秦牧小伝
本名林覚夫、1919年生まれ、広東澄海の人。帰国華僑で、幼少年期はシンガポールで過ごした。帰国後、故郷の澄海、汕頭、香港などで就学。抗日戦争時期には、韶関、桂林、重慶などで働き、教師や編集者をつとめた。抗日救亡運動と大後方の民主運動に参加したことがある。抗日戦後、香港で三年間、職業的作家生活を送る。広州解放前夜、東江解放区に入る1946年に『秦牧雑文』を開明書店から出版し、当時の社会現象を批評し、また一部歴史小品も書いている。

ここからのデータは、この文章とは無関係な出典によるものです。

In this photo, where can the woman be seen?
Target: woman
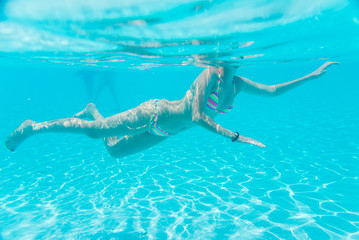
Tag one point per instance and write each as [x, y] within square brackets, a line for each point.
[212, 93]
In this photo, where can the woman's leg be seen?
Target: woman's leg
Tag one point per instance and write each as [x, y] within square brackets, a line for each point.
[127, 145]
[117, 125]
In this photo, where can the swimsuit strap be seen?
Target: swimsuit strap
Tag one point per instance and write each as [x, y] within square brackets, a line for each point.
[155, 130]
[152, 119]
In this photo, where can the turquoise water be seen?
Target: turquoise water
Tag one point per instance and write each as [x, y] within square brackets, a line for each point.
[195, 185]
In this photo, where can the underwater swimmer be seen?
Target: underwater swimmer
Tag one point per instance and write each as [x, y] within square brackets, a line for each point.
[142, 127]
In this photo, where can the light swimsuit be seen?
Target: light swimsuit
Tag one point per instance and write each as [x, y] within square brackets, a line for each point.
[212, 102]
[152, 124]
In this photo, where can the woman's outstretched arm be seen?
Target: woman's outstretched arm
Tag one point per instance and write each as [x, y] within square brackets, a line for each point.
[249, 86]
[201, 118]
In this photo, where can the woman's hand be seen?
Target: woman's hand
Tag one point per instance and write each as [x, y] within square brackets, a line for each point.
[250, 141]
[322, 69]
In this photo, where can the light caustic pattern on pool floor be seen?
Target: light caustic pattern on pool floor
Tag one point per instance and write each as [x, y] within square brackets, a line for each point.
[178, 190]
[193, 186]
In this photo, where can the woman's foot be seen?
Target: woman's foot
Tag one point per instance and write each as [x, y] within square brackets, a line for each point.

新中国成立後、ずっと広州で働き、中国作家協会広東分会副主席、『羊城晩報』副編集長、博羅県革命委員会副主任などの職についた。広東省人民代表大会代表に続けて選任される。1956年6月華南人民出版社から、前の世代の華僑労働者の生活を題材に描いた中篇小説『黄金海岸』(つまり『遠洋帰客』)を出版した。19世紀から現代にいたる物語で、中国近代史の姿を側面から反映し、資本主義社会の原始的資本の蓄積と剰余価値的搾取の秘密を暴き出している。1962年、上海新文芸出版社から散文スタイルの文芸論集『藝海拾貝』を出版し、文学領域に進もうと志す読者が文学創作を学べるように書いたものであり、よもやま話や漫談、随筆の方式で、さまざまな文学的表現手法を述べたもので、新しい題材、豊富な知識、優美な形式は、読者に広く歓迎された。

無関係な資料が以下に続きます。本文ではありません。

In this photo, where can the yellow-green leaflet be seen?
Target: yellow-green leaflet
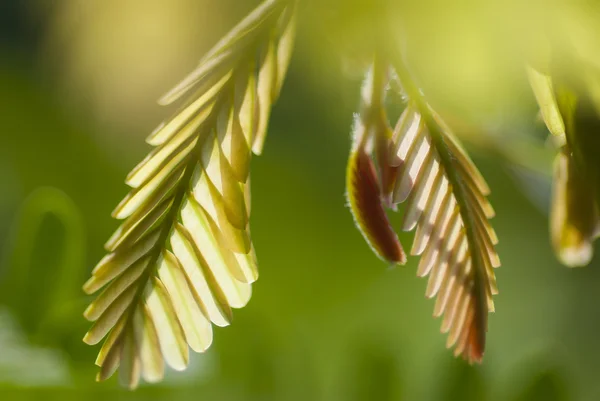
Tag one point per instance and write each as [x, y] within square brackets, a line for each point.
[183, 258]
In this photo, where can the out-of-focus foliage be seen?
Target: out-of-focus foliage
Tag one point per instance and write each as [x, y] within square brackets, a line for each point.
[323, 300]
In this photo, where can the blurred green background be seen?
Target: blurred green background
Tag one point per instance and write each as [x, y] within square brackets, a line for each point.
[328, 320]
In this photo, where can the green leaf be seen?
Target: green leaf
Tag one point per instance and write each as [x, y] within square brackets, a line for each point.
[183, 256]
[446, 201]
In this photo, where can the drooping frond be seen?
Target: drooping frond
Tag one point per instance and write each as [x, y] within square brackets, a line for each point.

1977年、秦牧は『花城』『潮汐和船』の大部分の文章を、「四人組」打倒後の新作と合わせて、散文自選集『長河浪花集』として、人民文学出版社から出版した。ほかに小品文集『貝殻集』(作家出版社1958)、児童文学作品『回国』(中国少年児童出版社 1956)、『在化装晩会上』(広東人民出版社 1957)、童話集『蜜蜂和地球』(長江文藝出版社 1957)などがある。児童文学作品と新 は『巨手』にまとめられ、人民文学出版社から出版された。「四人組」打倒後の新作散文は『長街灯語』(天津百花文藝出版社)にまとめられている。
秦牧は1981年現在、広東文聯副主席、中国作家協会広東分会副主席、『作品』誌副主編、曁南大学中国文学系主任などの職にある。